THE HUNTINGTON-HEBERLEIN PROCESS AT FRIEDRICHSHÜTTE[29]
By A. Biernbaum

(September 2, 1905)

Nothing, for some time past, has caused such a stir in the metallurgical treatment of lead ores, and produced such radical changes at many lead smelting works, as the introduction of the Huntington-Heberlein process. This process (which it may be remarked, incidentally, has given rise to the invention of several similar processes) represents an important advance in lead smelting, and, now that it has been in use for some time at the Friedrichshütte, near Tarnowitz, in Upper Silesia, and has there undergone further improvement in several respects, a comparison of this process with the earlier roasting process is of interest.

At the above-mentioned works, up to 1900 the lead ore was treated exclusively (1) by smelting in reverberatory furnaces (Tarnowitzeröfen), and (2) by roasting in reverberatory-sintering furnaces roasted material in the shaft furnace.
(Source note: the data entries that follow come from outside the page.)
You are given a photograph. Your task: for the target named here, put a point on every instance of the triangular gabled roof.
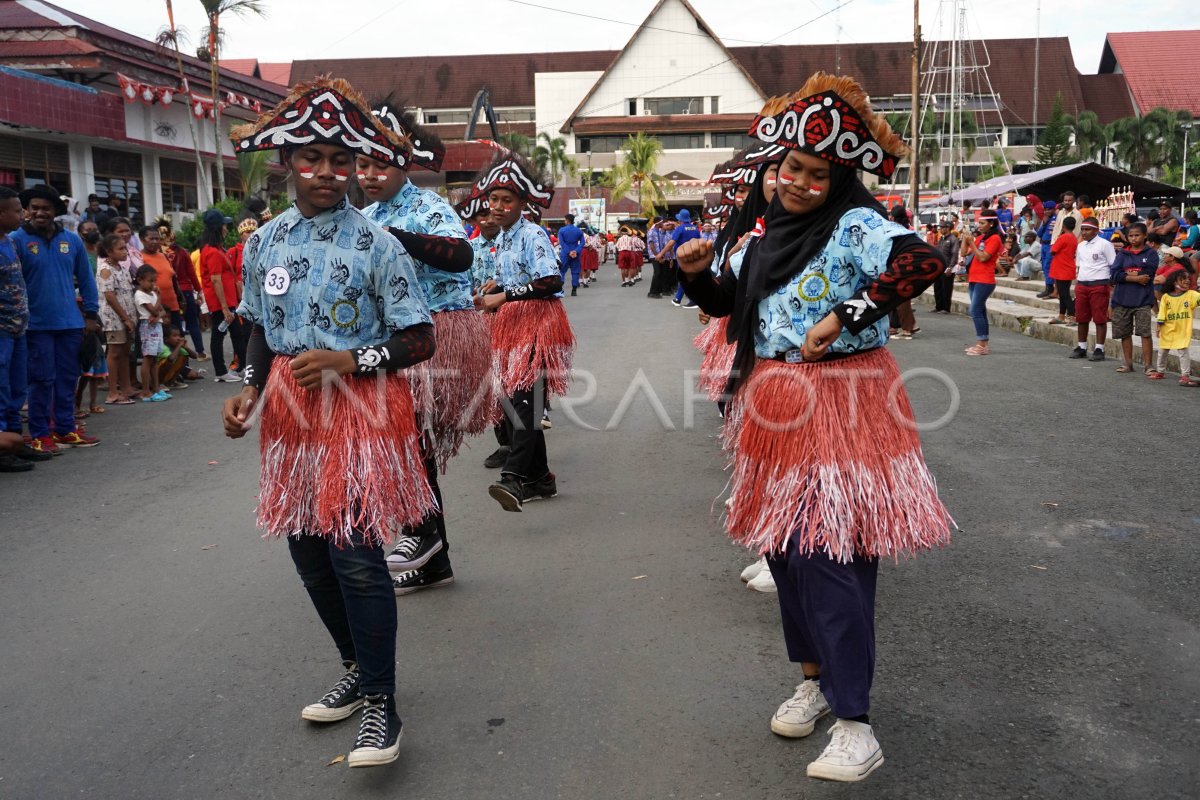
(700, 23)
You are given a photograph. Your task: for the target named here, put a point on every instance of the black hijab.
(790, 242)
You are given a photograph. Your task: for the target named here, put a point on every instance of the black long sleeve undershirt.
(444, 253)
(406, 347)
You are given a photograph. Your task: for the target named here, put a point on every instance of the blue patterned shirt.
(484, 268)
(856, 256)
(331, 282)
(523, 254)
(421, 211)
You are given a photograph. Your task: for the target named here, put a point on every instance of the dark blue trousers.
(13, 364)
(352, 591)
(53, 373)
(828, 611)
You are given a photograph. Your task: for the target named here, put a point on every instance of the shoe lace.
(348, 681)
(373, 728)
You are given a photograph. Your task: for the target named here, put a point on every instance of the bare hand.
(493, 301)
(695, 256)
(312, 368)
(820, 337)
(237, 410)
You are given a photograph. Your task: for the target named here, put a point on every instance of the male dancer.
(337, 312)
(445, 386)
(532, 338)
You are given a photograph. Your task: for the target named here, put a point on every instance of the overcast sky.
(310, 29)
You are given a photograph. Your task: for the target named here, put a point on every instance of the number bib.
(277, 281)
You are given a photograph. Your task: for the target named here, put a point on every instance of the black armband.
(444, 253)
(403, 349)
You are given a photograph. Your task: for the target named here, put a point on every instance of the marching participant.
(532, 338)
(825, 491)
(453, 389)
(337, 313)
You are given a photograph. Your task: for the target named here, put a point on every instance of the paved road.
(600, 645)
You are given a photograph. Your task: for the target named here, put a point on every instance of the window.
(179, 192)
(119, 174)
(732, 140)
(659, 106)
(27, 162)
(682, 140)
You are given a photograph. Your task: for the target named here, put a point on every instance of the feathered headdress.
(510, 172)
(831, 118)
(324, 110)
(426, 149)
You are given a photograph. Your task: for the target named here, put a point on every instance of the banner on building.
(589, 211)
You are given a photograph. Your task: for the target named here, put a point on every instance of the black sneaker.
(541, 489)
(29, 453)
(406, 583)
(508, 493)
(378, 740)
(13, 464)
(340, 702)
(497, 458)
(413, 552)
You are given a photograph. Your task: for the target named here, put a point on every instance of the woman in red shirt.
(220, 284)
(984, 251)
(1062, 270)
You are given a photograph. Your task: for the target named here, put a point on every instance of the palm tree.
(552, 155)
(214, 10)
(637, 169)
(171, 37)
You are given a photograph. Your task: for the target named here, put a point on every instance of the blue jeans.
(13, 365)
(352, 590)
(53, 373)
(979, 294)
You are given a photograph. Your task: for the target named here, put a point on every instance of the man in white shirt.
(1093, 287)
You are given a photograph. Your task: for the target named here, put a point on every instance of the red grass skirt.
(718, 362)
(531, 337)
(340, 459)
(455, 391)
(828, 452)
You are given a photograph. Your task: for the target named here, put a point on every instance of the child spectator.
(173, 359)
(1029, 258)
(1175, 312)
(1133, 296)
(117, 316)
(1062, 270)
(149, 332)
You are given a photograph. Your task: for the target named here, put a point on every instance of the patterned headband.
(826, 126)
(426, 152)
(510, 175)
(319, 114)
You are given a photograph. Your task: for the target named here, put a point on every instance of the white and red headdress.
(831, 118)
(327, 110)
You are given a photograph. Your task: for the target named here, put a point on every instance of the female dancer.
(828, 475)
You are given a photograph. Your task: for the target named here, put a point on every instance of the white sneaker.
(798, 716)
(754, 569)
(762, 582)
(852, 753)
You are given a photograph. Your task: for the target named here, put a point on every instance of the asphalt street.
(600, 644)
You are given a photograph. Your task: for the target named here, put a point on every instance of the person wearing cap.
(943, 287)
(54, 265)
(221, 284)
(685, 230)
(336, 313)
(570, 252)
(1093, 288)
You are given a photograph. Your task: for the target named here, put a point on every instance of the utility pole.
(915, 115)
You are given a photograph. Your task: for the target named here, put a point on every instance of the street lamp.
(1187, 128)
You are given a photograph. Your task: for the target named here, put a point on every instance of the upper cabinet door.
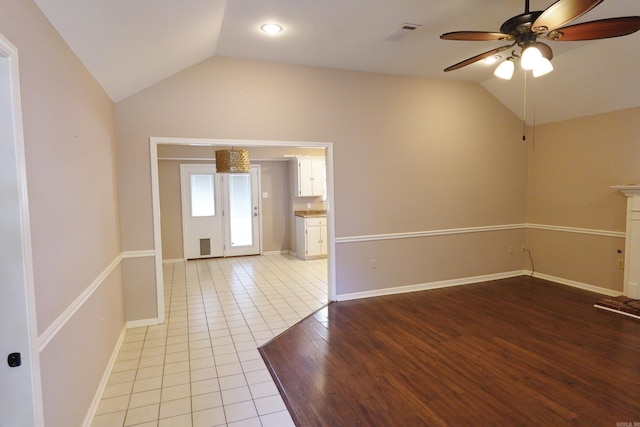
(310, 179)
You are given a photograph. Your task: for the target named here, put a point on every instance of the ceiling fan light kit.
(506, 69)
(524, 30)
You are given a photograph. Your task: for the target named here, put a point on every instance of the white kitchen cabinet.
(310, 176)
(311, 237)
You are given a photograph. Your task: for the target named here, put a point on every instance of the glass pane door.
(240, 211)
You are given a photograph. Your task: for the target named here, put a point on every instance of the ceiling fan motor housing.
(520, 24)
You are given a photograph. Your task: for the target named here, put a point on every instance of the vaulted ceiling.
(129, 45)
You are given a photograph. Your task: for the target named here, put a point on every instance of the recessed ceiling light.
(271, 28)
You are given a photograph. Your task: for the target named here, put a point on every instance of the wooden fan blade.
(477, 58)
(475, 36)
(561, 13)
(600, 29)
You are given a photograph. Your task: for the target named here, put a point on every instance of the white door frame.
(155, 195)
(221, 218)
(22, 405)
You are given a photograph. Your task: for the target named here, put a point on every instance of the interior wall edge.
(56, 326)
(105, 379)
(579, 285)
(429, 286)
(79, 355)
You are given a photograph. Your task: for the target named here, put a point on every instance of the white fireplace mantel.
(632, 242)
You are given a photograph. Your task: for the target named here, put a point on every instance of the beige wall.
(572, 165)
(69, 133)
(410, 154)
The factor which determined whether the treatment was to be effected in the reverberatory-smelting or in the roasting-sintering furnace was the percentage of lead and zinc in the ores; those comparatively rich in lead and poor in zinc being worked up in the former, with partial production of pig-lead; while those poorer in lead and richer in zinc were treated in the latter. About two-fifths of the lead ores annually worked up were charged into the reverberatory-smelting furnaces, and three-fifths into the sintering furnaces.

In 1900 there were available 10 reverberatory-smelting and nine sintering furnaces. These were worked exclusively by hand.

The sintered product of the roasting furnaces, and the gray slag from the reverberatory-smelting furnaces, were transferred to the shaft furnaces for further treatment, and were therein smelted together with the requisite fluxes. Eight such furnaces (8 m. high, and 1.4 m., 1.6 m., and 1.8 m. respectively in diameter at the tuyeres), partly with three and partly with five or eight tuyeres, were at that time in use.